Experiments analyzing the Bcd gradient were reported recently (Gregor et al. 2007b), but their interpretation is under debate (Bergmann et al. 2008). Three different approaches for measuring the Bcd diffusion coefficient gave a consistently low value of D ∼0.3 µm2/s (Gregor et al. 2007b). Considering the relevant time scale in which patterning takes place (∼90 min following egg lay), and the scale of the Bcd gradient (∼100 microns), this diffusion coefficient is clearly inconsistent with the steady-state assumption. In fact, even for pre-steady-state decoding, this low diffusion entails a high production of the Bcd protein in order to allow for sufficient accumulation of Bcd at mid-embryo, which enables the determination of Hb transcription at early times. Interestingly, direct measurements of nuclear Bcd-GFP distribution in early embryos did reveal a stable pattern as early as stage 10–11. This apparent contradiction might be reconciled by further analysis, which showed that the total level of Bcd does in fact continue to accumulate in embryos (Bergmann et al. 2008). This analysis suggested that the overall profile has not yet reached its steady state, in accordance with the pre-steady-state hypothesis. Further clarification of these issues will require measuring the Bicoid degradation time, and the time of gap genes determination by the Bcd gradient, which are not yet available.

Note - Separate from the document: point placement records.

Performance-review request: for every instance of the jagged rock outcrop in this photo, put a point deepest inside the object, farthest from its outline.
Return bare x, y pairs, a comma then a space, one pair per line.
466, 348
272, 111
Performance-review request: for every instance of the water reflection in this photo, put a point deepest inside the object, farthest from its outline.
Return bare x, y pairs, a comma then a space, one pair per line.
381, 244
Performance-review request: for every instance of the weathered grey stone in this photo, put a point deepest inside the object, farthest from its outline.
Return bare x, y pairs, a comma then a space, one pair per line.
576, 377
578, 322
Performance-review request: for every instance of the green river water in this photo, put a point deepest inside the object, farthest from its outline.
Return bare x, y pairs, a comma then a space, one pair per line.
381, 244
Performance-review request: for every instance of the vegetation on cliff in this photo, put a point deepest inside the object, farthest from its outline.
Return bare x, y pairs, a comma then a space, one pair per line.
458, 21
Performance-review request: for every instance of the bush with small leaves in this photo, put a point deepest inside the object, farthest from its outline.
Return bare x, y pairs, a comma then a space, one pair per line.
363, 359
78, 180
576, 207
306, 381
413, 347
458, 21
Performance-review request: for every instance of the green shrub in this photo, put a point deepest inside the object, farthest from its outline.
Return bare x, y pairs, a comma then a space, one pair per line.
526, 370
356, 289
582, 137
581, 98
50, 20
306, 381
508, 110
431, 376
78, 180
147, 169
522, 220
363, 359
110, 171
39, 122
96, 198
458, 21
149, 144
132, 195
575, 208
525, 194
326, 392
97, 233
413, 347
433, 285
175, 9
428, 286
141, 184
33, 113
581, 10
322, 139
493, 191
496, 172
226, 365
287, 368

NONCANONICAL GRADIENT FORMATION: ESTABLISHING A SHARP DISTRIBUTION FROM A SHALLOW SOURCE

Our discussion so far has focused on the canonical model of morphogen gradient formation, which assumes that morphogen is secreted by a localized source, and diffuses to create a gradient that peaks at the source (Fig. 3A). Although this model is applicable to many systems, other cases exist where morphogen is in fact produced in a broad domain but its activity is subsequently restricted to a narrow area that is well within its domain of expression (Fig. 3B). Properties of gradients created by this paradigm are significantly less understood.

Figure 3.

Figure 3.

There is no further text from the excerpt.